RELATED TERMS: Ontology; Epistemology; Avant-garde movements; Critical Theory; Cultural Studies; Feminism - Material feminism; Multimodal research; Postmodernism; Poststructuralism; Psychogeography; Research methodologies; Theoretical practice; Historical materialism - Marxism; Critical thinking; Ethnomethodology; Affordances; Dissensus - Ranciere; Storyworld
In conducting research, a methodology guides the orientation of the research and frames the research question. Once these are decided, specific research methods are selected which generate the evidence (or the material outputs of practice in the case of practice-based research) to address the research question.
In practice, matters are far less clear-cut than this division suggests. Adherence to a methodology both enables research to proceed and limits research, by establishing boundaries of what it is permissible to say. It is this adherence which, if it become too rigid or mechanistic, gives some research its ‘artificial’ or ‘limited’ feel. All research, to some extent, has to deal with mismatches between methods and methodology and with the limits imposed by a methodology and its methods.
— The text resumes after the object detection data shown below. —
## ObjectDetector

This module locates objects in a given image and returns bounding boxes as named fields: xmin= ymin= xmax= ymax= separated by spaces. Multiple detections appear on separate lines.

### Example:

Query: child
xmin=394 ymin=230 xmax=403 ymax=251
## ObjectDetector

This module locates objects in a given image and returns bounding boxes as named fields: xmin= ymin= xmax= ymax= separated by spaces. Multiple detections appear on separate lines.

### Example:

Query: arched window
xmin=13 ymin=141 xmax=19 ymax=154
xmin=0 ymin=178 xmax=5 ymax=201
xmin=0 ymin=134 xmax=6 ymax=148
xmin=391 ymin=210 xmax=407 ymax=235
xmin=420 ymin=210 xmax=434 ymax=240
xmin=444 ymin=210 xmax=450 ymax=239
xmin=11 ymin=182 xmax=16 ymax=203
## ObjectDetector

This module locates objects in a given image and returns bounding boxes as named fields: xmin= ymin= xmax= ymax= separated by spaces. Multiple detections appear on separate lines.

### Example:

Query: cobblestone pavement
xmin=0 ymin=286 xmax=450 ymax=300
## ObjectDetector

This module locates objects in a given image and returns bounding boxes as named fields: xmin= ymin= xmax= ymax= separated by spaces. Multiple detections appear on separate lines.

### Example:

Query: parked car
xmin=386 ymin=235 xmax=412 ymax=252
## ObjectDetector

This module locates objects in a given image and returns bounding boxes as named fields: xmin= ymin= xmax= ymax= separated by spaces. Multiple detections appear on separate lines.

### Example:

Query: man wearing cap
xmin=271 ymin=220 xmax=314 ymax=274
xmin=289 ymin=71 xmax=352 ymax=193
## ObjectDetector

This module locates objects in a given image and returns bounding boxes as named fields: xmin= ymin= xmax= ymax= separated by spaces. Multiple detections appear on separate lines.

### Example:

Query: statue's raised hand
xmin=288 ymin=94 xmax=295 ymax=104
A methodology, in order to proceed, requires certain ontological assumptions about what already exists, how it exists and how new existents may be discovered, as well as certain epistemological assumptions about what is already known, how it is known and how new knowledge can be produced.
A method a way of proceeding or doing something, i.e. a procedure, especially one that is systematic or regular; orderliness of thought or action. As methods, it refers to the techniques or arrangement of work for a particular field or subject.
A methodology is a system of methods, principles and theories used in a particular discipline. It is akin to a philosophy or an approach which holds the methods and theories together as a coherent system.
More narrowly, the term methodology may refer to the branch of philosophy concerned with the science of method.